Jedną z najlepszych gier, o których pisaliśmy na Droidku, jest w mojej ocenie Pixel Dunegon. Rosyjski RPG, którego akcja rozgrywa się w podmokłych podziemiach miał (przynajmniej w chwili premiery) tę szczególną zaletę, że nie było w nim żadnych reklam, przerywników, mikropłatności czy jakichkolwiek ograniczeń, wymagających od nas płacenia. Ku mojej i być może Waszej uciesze, trafiłem wczoraj na produkcję wydaną na podobnych zasadach przez GuGames DEV. Poznajcie Stories of Bethem 🙂
Twórcy wydali ją jako niezależne (indie) studio i być może dzięki temu nie przyświecał im cel, by się wzbogacić. W efekcie dostajemy bardzo fajną grę fabularną, która zdaniem autorów zapewnia ponad 10 godzin rozgrywki. Nasza przygoda ma miejsce w nieokreślonym czasowo rozdziale historii przypominającym średniowiecze, w którym spotykamy wiedźmy, przeróżne potwory i dostajemy dość oklepany cel – uratować świat przed zagładą ze strony złych mocy. Czeka na nas ponad 400 różnych fantów do zebrania, zaklęcia do nauczenia się i niezliczone łany lasów, pustyń, miast i zamków do przebycia. Warto podkreślić, że Stories of Bethem jest silnie nastawione na dialogi – są one długie i na temat, ale dla osób słabo znających choćby podstawy angielskiego, bądź niechętne do czytania, liczne rozmowy mogą być nieco upierdliwe.

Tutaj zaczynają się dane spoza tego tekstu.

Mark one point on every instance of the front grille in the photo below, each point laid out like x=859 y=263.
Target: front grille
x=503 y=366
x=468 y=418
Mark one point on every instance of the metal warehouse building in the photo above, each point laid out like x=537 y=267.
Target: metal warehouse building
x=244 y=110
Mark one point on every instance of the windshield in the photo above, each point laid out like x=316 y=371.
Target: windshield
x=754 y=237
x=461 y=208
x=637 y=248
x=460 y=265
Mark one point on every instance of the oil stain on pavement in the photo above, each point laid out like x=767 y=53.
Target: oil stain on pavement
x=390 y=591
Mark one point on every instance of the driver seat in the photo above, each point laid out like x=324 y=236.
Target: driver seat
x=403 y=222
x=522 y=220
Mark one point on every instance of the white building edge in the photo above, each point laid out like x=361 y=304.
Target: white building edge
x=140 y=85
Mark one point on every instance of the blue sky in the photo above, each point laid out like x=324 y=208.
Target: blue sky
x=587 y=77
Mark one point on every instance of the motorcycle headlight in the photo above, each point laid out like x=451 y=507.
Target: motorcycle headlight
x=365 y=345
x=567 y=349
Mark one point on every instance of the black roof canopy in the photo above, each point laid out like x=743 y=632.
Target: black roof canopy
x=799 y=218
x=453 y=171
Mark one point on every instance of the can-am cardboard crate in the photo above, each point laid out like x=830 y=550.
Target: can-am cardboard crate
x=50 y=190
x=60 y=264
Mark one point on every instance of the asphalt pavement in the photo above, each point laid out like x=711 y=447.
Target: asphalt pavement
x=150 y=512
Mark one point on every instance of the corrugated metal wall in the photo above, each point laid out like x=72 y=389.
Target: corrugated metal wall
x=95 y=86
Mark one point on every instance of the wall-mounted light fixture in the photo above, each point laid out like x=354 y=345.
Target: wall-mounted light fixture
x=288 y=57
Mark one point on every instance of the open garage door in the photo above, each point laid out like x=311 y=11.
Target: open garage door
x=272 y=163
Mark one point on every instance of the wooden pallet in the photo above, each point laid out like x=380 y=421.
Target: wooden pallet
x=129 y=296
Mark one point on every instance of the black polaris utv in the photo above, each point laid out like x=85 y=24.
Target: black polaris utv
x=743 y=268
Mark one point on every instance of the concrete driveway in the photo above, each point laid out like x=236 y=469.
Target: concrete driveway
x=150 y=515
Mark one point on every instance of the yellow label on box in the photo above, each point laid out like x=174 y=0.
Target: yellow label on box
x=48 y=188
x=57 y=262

Całość tworzy jednak ciekawą historię osadzoną w realiach wykonanych w pięknej, pixel-art’owej grafice niezakłóconej żadnymi ofertami klejnotów za 9,99zł albo banerów z cyckami Kate Upton reklamującej Game of War 😀
Wymagana wersja Androida: 2.3 lub wyższa
Rozmiar: ok. 43MB
czarnowidz - 28 stycznia, 2016 @ 18:45
Ktoś tu się pukemonami inspirował, jeśli chodzi o grafikę.